Monday, July 18, 2011

NYC Vintage Image Of The Day: The Women's Smoking Club, 1930


In 1930, the New York-based Women's International Smoking Club hosted its first "smoker." Above, it's as if Joan Crawford and Bette Davis are enjoying a long, luxurious drag of their cigarillos, while engendering the noble cause.

Few women smoked at the beginning of the 20th century, when it was perceived to be a man's habit. Still, many women of the era discreetly used snuff or smoked petite pipes.

In New York, a law was passed in 1908 making it illegal for women to smoke in public, however, in 1920, when women were granted the right to vote (during Prohibition) they flaunted their new freedom by drinking, dancing and even smoking in speakeasies.
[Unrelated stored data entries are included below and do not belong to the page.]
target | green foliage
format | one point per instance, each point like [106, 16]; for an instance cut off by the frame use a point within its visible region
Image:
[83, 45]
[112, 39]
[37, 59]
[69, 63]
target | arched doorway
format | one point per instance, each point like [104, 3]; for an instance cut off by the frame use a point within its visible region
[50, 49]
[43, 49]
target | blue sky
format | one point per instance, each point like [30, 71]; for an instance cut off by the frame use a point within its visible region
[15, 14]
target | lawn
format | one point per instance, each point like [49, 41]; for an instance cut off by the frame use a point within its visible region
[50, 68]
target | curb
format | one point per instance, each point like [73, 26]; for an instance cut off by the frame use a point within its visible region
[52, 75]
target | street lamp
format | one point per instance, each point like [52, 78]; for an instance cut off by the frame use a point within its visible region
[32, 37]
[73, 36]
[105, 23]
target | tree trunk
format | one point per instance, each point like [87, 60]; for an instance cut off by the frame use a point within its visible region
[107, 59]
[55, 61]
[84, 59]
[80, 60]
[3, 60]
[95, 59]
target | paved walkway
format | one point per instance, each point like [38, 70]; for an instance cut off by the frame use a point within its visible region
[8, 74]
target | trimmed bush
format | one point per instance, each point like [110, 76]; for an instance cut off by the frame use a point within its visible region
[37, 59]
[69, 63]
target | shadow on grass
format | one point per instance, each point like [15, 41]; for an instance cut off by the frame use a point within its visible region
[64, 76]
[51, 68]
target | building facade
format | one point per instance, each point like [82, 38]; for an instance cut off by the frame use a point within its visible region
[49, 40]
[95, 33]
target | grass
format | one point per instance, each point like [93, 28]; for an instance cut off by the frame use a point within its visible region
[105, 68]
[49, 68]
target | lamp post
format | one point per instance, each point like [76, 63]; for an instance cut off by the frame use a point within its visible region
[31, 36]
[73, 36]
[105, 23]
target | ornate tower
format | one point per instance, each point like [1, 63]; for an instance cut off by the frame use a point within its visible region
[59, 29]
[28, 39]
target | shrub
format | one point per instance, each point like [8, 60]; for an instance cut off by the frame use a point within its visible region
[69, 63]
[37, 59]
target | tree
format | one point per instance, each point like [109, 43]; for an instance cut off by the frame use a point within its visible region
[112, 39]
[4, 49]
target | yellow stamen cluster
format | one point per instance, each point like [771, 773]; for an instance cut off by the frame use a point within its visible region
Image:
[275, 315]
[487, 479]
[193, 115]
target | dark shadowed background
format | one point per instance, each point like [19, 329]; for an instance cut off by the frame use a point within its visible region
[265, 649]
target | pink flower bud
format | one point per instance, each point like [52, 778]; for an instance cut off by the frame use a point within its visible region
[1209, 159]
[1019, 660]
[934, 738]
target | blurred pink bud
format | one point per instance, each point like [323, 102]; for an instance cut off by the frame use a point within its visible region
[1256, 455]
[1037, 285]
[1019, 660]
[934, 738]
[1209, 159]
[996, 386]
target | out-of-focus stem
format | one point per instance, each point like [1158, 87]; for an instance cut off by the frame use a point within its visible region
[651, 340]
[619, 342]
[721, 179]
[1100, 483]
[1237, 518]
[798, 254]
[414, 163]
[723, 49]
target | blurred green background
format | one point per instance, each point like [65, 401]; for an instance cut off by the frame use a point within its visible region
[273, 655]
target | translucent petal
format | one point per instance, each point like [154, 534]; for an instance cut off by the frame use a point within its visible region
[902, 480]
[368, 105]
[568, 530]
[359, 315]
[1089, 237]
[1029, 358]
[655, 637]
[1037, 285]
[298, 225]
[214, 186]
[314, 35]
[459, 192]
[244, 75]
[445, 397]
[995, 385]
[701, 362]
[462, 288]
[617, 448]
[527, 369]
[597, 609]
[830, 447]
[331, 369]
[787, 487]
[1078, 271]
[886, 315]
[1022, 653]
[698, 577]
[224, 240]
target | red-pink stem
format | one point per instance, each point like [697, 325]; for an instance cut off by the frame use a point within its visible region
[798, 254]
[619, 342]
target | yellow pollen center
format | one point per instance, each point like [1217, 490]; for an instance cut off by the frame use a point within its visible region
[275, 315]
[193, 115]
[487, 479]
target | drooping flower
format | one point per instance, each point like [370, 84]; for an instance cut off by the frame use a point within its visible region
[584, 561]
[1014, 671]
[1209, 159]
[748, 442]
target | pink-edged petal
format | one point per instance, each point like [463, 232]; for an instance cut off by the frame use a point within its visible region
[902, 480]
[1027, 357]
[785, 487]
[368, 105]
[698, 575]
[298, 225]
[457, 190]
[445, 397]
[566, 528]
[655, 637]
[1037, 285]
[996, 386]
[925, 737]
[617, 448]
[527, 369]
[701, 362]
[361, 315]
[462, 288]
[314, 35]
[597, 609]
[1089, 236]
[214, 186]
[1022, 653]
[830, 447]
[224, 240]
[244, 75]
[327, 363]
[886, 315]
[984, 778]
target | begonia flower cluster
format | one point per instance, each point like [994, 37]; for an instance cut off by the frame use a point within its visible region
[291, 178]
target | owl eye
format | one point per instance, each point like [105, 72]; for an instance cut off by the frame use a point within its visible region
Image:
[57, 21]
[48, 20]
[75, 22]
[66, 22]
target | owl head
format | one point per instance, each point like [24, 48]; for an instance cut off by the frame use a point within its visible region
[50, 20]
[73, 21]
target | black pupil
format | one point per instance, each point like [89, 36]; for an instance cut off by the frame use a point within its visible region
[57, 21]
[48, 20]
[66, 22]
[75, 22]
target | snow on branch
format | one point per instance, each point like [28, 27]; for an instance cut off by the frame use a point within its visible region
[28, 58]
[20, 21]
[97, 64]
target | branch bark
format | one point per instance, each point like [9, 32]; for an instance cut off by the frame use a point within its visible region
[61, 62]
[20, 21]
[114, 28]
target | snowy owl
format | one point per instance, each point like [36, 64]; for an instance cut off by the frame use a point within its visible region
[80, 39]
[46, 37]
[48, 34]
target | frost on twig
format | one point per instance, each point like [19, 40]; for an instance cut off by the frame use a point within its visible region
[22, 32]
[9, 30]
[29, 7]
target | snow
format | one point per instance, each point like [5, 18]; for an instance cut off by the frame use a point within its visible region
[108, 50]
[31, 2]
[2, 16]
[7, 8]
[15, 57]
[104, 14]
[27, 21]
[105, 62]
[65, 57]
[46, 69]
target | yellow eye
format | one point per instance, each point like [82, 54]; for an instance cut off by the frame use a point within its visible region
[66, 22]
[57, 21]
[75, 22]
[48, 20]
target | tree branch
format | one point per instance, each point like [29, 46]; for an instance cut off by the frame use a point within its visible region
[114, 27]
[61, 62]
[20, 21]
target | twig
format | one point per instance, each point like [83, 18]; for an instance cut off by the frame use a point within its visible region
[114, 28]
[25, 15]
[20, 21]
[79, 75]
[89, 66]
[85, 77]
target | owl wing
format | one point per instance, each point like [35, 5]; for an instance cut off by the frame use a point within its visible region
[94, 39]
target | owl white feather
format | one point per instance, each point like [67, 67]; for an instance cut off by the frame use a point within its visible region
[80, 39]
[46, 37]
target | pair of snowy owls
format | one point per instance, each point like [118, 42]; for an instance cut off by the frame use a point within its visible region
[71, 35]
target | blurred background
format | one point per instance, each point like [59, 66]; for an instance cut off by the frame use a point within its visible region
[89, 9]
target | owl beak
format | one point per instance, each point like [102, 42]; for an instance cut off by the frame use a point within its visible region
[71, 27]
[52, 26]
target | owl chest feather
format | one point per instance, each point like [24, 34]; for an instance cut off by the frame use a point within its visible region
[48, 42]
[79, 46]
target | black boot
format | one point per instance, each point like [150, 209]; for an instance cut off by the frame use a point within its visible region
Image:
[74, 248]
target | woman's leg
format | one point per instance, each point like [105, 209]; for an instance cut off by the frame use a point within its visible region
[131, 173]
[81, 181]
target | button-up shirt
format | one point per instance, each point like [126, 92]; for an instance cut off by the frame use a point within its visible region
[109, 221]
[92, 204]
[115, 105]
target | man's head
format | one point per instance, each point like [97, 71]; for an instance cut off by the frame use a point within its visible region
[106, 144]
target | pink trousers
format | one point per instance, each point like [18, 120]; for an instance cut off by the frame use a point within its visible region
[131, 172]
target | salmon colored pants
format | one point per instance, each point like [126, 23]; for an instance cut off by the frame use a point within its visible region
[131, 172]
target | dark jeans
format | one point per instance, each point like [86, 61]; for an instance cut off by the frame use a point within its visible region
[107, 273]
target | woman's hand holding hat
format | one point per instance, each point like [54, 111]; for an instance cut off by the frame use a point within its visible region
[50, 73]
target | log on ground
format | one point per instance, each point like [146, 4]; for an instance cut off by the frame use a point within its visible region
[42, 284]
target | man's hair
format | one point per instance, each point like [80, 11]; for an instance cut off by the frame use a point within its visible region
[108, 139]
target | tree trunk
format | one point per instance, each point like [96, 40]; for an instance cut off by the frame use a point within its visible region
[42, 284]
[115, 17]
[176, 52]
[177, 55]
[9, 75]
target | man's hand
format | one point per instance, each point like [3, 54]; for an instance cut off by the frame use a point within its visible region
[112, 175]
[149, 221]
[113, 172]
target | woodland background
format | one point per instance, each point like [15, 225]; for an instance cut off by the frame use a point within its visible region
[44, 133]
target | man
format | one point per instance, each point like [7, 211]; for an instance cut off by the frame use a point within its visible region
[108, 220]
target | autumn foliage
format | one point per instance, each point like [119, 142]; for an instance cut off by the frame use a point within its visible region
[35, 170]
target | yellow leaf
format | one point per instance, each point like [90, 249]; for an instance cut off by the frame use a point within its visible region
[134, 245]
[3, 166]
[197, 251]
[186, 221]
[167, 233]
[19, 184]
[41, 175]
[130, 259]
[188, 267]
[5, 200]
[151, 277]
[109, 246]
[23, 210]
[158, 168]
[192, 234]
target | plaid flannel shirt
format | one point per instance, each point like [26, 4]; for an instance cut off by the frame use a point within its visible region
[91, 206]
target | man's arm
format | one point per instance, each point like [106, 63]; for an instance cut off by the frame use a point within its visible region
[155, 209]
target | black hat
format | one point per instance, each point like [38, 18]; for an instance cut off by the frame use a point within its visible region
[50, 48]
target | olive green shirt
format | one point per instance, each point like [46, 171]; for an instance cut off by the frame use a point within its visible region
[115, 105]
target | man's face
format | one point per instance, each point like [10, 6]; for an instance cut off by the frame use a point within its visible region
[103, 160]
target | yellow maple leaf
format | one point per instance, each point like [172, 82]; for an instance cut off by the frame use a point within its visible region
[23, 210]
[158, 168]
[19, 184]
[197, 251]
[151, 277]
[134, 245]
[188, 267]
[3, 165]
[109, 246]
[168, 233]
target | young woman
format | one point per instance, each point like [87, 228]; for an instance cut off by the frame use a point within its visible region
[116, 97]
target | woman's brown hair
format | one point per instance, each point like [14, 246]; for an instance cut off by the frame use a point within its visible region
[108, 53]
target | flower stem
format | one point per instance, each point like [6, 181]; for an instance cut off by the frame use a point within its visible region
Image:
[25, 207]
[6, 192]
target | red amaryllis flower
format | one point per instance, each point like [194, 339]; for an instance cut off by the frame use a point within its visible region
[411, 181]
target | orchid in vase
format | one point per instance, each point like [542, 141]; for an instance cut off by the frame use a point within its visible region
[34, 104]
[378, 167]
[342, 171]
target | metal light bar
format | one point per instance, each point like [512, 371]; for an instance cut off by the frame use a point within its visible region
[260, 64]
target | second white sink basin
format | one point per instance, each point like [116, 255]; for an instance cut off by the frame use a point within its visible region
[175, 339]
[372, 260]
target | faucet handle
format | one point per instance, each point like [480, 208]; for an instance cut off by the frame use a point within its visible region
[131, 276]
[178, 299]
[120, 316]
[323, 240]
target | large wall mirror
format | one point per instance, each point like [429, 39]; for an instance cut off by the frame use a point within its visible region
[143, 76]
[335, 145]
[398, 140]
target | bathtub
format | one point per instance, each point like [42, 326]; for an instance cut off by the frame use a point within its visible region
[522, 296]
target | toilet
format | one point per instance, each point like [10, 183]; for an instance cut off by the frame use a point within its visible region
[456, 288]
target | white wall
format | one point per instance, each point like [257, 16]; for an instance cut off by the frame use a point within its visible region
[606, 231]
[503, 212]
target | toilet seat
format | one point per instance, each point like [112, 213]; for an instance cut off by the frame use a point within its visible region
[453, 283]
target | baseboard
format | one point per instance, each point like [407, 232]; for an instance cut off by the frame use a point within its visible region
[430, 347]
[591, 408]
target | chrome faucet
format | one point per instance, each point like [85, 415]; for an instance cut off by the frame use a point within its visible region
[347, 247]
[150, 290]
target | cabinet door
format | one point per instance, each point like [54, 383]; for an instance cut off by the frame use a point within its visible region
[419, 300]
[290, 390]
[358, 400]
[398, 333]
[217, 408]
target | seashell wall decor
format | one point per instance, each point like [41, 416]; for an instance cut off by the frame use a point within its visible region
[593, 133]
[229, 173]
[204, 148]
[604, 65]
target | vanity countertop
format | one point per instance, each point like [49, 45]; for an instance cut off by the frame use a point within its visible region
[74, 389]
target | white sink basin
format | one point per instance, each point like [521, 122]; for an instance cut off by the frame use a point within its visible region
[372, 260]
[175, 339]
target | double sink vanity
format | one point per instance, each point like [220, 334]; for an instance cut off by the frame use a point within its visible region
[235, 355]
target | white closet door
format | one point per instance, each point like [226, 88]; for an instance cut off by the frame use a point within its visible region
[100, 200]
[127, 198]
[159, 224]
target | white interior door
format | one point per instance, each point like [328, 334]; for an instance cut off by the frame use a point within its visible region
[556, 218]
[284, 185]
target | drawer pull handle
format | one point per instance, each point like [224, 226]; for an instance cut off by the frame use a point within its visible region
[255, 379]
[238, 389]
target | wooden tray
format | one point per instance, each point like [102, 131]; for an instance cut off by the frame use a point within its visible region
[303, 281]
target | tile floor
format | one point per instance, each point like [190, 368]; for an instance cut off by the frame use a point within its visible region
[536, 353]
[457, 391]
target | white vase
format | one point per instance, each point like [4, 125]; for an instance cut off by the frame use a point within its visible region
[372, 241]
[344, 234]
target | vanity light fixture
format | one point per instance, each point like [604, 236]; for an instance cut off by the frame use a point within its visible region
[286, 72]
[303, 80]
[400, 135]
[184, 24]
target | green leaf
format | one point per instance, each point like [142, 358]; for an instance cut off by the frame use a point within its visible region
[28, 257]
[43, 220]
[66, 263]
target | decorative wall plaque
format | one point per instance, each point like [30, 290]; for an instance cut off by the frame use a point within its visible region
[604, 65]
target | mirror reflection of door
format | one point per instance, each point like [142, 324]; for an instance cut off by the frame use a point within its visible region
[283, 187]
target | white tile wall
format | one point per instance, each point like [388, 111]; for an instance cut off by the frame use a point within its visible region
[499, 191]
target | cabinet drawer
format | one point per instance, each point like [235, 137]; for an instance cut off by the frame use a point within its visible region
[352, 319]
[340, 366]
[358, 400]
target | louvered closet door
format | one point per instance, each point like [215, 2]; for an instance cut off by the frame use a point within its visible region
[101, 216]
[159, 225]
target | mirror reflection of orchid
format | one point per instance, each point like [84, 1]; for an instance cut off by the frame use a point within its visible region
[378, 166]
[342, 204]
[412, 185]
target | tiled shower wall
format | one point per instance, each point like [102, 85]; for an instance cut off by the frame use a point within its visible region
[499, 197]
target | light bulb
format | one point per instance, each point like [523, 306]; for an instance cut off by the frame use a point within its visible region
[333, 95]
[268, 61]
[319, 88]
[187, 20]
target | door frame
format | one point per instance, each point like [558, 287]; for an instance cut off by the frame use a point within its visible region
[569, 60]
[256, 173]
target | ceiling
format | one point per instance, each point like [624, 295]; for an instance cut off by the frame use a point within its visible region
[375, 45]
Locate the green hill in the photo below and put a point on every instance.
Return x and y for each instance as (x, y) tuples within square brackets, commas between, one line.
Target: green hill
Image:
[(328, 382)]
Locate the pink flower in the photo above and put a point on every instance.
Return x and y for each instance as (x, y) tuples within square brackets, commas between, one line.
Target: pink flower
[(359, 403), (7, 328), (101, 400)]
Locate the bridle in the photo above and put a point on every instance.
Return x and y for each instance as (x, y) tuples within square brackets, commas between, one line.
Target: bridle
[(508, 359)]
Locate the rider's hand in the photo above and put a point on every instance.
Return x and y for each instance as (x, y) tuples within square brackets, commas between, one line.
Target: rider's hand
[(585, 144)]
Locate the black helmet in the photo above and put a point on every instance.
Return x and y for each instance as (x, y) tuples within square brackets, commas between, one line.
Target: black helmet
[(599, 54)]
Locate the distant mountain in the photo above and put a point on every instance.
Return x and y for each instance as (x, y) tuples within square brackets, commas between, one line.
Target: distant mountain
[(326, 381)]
By the 1930s, etiquette books advised women not to smoke at a dinner party in front of men, but noted that a good hostess should provide abundant ashtrays and matches for all guests. In 1934, Eleanor Roosevelt was the first First Lady to smoke in public. From then on, public smoking became prevalent among women.

Oh, how those trailblazing ladies would be amazed to know that today the clock on public smoking has been turned back more than 100 years. In New York, of course, dictator Mayor Michael Bloomberg has made it illegal to smoke in "public" places—just like in 1908.

Similar zealots have excised stogies from historic photos and wiped cigs from the hands of beloved period films; while every time President Obama is mentioned as a smoker, you'd think he was a crack addict, for the hysterical media outcry.

It is astonishing to recognize that so many rights that were hard-won nearly 100 years ago have been revoked. Smoking, a legal choice, is now as taboo as a spot of booze was during the Prohibition era.(Primary image: nycvintageimages).